August 28, 2016 by Mike Oscar Hotel
We bought a farm on 30 acres here in Maine and moved in a two weeks ago. Half of it is open fields and brush and the other half is well forested and has been mismanaged for a long period of time. When unpacking, I decided to take inventory of what I have and don’t have to help me through the situation.
Lots of axes and a few handsaws. Don’t worry; there’s a 59cc chainsaw as well, which isn’t pictured. I do need to pick up a peavey. Somewhere in the move, I lost mine. Not sure how you misplace a peavey, but if anyone can do it, it’s me.
I took my first hike to the back of the property and into the woods. I brought the boys along, just so we could take stock of what resources we have back there and so that they could get a sense of what is now theirs. I figure we’ll clear brush and branches this fall and get in there to cut firewood this winter. I’m going to try to twitch the wood out with a small snowmobile. Our farm is currently being farmed organically by a neighbor. Here’s what he’s doing with the cabbage. You should see the tomatoes and peppers!
We hiked into the woods. Lots of conifers and most of the hardwood is small and young. We saw a lot of situations like the picture below. I was actually really excited to see so much blown-over timber because we’re going to need dry firewood and I don’t want to buy any this year.
Below, you can see newer growth coming up under older trees. Some of the older trees need to be thinned to allow the smaller ones to come up through. I’d say some of the smaller ones need to be thinned as well.
I saw a lot of duff disturbances like the one pictured below. I’m attributing them to skunks. I think they’re nosing around, looking for grubs or other things to eat. I suppose a bear might do it as well, but I didn’t see any sign or scat.
Most of the boundaries are defined by rock walls. This area is still farmed heavily and was back when the house was built in 1900. I love the rock walls. There’s a lot of work and character in them. Think about all of that sweat.

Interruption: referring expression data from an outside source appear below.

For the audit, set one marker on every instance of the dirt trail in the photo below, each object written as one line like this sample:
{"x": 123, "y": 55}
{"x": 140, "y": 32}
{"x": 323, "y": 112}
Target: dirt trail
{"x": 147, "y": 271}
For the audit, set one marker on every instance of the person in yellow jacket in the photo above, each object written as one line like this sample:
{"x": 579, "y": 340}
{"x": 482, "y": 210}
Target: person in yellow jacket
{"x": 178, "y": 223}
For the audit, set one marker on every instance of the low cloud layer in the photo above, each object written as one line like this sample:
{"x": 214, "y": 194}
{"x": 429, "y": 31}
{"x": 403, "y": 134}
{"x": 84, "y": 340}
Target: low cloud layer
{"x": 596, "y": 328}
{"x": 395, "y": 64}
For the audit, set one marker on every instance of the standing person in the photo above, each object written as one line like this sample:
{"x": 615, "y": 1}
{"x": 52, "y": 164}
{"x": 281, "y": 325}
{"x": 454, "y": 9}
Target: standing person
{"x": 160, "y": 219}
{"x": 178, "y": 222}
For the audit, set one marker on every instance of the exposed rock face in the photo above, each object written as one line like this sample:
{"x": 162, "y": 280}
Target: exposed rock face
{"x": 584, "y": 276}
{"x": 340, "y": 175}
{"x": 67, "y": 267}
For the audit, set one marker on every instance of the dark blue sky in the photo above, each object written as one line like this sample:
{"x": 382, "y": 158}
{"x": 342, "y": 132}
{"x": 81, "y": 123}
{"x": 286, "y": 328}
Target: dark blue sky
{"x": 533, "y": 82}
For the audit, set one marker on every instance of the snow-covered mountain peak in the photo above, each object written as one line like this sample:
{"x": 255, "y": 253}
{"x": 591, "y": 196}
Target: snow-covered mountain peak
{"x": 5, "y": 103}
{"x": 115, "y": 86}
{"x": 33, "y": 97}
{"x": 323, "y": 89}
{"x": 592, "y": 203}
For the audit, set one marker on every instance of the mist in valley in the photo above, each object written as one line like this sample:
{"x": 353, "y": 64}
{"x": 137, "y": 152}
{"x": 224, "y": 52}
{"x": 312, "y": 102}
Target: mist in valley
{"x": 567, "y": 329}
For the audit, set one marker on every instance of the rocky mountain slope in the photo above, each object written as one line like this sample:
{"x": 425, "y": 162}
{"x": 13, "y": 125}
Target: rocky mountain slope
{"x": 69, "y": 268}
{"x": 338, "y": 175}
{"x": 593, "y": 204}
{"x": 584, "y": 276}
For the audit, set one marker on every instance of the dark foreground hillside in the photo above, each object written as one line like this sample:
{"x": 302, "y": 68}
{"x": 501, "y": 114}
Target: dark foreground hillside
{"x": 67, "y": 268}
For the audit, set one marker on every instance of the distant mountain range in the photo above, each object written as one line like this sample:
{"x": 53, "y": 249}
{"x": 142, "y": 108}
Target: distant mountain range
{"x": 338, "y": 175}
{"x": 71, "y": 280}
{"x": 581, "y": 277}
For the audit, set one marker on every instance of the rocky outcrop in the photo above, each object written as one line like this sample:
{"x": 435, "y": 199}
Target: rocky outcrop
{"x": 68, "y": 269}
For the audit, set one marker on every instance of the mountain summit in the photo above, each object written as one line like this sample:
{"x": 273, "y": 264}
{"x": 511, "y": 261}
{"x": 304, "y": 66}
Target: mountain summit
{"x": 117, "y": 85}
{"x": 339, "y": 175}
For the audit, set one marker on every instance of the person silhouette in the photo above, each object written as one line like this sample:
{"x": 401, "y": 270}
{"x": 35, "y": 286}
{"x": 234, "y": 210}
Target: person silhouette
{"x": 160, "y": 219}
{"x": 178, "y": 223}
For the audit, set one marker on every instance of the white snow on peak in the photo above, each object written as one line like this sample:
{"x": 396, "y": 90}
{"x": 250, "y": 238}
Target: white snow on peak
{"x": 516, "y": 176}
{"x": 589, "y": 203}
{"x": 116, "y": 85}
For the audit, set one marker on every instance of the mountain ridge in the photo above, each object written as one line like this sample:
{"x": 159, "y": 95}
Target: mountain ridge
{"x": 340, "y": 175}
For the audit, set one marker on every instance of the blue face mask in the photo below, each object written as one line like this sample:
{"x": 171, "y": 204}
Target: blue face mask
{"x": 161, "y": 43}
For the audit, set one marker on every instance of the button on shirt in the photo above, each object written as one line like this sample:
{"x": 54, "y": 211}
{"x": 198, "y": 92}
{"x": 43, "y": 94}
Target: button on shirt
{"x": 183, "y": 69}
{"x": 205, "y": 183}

Many piles of deer scat. I’d like to think they are from multiple deer, but my feeling is more that it’s one deer that’s heavily haunting the area. I plan to get a game camera at some point to find out if we’re dealing with a buck or a doe. Doe hunting in Maine is on a lottery system. I missed the resident deadline by about a week.
No farm would be complete without it’s own swamp, right?
Not sure what the bone is from. If I had to guess, I’d say it was from a fawn deer.